Joseph Kessler, global head of UTA’s analytics division, IQ, says Jennifer Aniston created an indelible moment for Apple TV Plus and her forthcoming series “The Morning Show” by finally joining Instagram. She earned 1 million followers in 45 minutes, reportedly a record, and has amassed 17.5 million to date. Drawing top talent has proved essential to Apple’s strategy, the study shows. When respondents were given synopses of series and movies featuring Aniston and Reese Witherspoon, Jason Momoa, M. Night Shyamalan, Octavia Spencer, Aaron Paul and Oprah Winfrey, intent to subscribe increased by 10 percentage points.
Notably, the survey shows awareness at a stark 5% for Quibi, the mobile video application forthcoming from Jeffrey Katzenberg and Meg Whitman next April. That may not matter, as the venture has secured millions in prepaid advertising and boasts major deals with prolific creators like Jason Blum and Steven Spielberg.
“You’re dealing with five or six huge companies that all have unique assets to leverage,” Kessler says. “Apple has an incredible amount of cash, Disney has the brand awareness and we’ve just seen a content lineup from HBO Max that exceeded expectations.” It’s not entirely about original content. In a finding that might justify recent megadeals for legacy streaming rights — for beloved series like “Friends,” “The Big Bang Theory” and, at a price tag of $500 million, “South Park” — 90% of survey respondents said such library titles were “important” or “very important.” In comparison, 68% felt the same about originals.

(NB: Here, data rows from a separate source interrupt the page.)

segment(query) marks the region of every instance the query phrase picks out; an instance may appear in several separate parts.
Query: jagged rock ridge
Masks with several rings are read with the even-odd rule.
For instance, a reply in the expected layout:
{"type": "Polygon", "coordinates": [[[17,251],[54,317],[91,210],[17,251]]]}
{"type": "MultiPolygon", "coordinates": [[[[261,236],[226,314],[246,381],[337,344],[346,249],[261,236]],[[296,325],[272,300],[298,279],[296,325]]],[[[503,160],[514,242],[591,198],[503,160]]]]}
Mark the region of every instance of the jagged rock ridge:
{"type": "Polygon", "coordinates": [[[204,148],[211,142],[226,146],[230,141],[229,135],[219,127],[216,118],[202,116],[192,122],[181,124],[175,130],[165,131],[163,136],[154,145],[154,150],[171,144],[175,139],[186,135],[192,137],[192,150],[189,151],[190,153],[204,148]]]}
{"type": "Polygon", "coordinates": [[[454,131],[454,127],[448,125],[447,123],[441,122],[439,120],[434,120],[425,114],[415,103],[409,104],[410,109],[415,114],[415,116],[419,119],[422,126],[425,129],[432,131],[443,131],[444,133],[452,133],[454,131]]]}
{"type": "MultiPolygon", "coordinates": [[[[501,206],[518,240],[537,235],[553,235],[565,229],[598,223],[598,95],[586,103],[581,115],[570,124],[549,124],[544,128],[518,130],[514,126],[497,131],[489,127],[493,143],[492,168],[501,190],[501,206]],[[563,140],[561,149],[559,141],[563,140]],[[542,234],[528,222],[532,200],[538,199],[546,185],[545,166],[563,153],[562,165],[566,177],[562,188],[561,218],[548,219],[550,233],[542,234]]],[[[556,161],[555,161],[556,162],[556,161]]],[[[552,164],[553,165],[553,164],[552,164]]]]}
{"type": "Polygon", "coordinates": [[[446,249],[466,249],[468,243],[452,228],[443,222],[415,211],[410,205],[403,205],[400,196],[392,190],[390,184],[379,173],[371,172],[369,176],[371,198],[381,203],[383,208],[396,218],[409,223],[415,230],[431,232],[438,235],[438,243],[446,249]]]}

By mid-2020, Americans will face a specific kind of choice paralysis as these services roll out. In earnings calls, CEOs like Disney’s Bob Iger and WarnerMedia’s John Stankey have made crystal clear their commitment to attracting new customers and luring some away from Netflix, the market dominator at 140 million subscribers worldwide.
“This study captures a moment in time before all these entrants launch,” says David Herrin, UTA IQ’s head of content analytics. “Aside from the important question of awareness, it asks how much the consumer preferences are actually going to change.”